Witajcie!
Ciekawi Was co mnie tak zauroczyło?!?
Te rękodzielniczki, które do mnie zaglądają, nie będą raczej zaskoczone!
A już na pewno nie te, które posiadają własne maszynki do wycinanek (kolejnej skarbonki!),
bo bez czego nie można się wtedy obejść - no jasne, bez wykrojników!
Nie kupuję ich dużo i często, jest to raczej przemyślana i długoterminowa inwestycja.

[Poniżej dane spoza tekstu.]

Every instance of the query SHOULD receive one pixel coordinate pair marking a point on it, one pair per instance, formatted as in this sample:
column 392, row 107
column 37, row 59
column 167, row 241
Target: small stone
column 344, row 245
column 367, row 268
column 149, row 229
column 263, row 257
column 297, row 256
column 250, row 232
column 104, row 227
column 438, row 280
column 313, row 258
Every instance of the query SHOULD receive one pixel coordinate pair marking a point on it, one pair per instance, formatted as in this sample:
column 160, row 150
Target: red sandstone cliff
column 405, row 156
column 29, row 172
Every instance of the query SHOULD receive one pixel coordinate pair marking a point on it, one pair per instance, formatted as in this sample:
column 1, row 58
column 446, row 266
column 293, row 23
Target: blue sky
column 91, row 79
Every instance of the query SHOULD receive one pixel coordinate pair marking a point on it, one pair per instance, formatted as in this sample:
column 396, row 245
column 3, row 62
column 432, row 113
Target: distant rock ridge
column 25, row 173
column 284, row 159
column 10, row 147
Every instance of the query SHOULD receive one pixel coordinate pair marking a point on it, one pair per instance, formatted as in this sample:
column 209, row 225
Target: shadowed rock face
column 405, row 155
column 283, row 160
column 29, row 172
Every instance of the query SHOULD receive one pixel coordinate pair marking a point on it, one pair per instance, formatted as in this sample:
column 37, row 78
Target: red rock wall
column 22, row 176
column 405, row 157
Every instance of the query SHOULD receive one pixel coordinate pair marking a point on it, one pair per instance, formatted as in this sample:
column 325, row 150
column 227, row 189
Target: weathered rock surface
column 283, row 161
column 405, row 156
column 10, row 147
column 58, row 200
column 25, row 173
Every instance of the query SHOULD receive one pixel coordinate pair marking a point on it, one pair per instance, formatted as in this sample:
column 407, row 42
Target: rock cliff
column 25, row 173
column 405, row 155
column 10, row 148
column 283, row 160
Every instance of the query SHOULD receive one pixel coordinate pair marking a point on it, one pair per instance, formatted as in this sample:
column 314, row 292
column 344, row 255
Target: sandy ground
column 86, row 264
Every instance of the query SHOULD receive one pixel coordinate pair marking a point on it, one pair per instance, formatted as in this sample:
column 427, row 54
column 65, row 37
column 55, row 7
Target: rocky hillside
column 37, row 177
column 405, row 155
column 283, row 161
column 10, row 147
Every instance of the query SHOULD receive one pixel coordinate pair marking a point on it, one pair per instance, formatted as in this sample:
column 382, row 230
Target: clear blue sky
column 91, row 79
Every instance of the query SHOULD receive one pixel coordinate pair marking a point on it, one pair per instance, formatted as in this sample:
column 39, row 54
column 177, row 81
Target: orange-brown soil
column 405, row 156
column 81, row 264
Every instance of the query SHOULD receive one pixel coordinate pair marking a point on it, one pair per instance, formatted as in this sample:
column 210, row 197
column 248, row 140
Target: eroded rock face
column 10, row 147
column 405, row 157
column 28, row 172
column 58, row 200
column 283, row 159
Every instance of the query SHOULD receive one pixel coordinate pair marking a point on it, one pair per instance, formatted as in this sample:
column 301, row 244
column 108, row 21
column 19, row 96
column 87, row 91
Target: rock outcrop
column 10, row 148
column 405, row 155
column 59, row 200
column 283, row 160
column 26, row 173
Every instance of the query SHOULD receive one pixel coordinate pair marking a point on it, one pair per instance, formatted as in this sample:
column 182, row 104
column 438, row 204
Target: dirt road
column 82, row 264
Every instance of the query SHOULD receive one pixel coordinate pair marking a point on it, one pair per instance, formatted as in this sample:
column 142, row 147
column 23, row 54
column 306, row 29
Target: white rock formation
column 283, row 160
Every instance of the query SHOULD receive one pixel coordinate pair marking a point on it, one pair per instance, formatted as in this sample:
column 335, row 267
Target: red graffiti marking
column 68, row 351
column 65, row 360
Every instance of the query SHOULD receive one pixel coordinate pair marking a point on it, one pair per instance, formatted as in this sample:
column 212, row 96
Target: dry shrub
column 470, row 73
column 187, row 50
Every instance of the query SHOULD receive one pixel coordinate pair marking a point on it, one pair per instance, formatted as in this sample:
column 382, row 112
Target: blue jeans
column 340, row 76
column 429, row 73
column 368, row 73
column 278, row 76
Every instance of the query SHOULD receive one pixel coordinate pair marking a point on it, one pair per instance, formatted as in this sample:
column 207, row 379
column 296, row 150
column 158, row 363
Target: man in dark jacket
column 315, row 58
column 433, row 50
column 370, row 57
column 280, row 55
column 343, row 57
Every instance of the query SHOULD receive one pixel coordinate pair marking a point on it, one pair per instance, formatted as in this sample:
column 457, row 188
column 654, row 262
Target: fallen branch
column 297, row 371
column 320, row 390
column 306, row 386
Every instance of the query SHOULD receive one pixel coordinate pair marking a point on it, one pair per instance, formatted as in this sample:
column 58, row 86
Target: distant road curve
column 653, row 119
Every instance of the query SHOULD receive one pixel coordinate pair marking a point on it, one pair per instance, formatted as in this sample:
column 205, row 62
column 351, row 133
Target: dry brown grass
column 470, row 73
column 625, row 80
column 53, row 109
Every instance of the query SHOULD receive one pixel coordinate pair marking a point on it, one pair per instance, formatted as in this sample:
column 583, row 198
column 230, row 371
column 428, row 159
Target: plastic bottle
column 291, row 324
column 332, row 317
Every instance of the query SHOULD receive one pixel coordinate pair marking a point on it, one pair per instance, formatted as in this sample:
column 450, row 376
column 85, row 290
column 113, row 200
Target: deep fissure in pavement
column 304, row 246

I tak było w tym przypadku.
Po raz pierwszy zastosowanie tego wykrojnika zobaczyłam na blogu
Moniki, tutaj.
Potem również na innych blogach.
A że mam w planach wykonanie zaproszeń komunijnych, ten wykrojnik nada się to tego idealnie.
Sam w sobie jest bardzo dekoracyjny, więc nie potrzeba już wielu ozdób, aby nasze zaproszenie wyglądało efektownie.
Zobaczcie zresztą sami:
To dopiero pierwsza propozycja, bo muszę zakupić odpowiedni papier - biały i perłowy, wtedy, myślę, zaproszenie powinno być bardziej delikatne.
Jak widać, wystarczyła tylko scrapińcowa tekturka i kilka perełek.
Kolejne propozycja już wkrótce!
Pozdrawiam i twórczego weekendu życzę!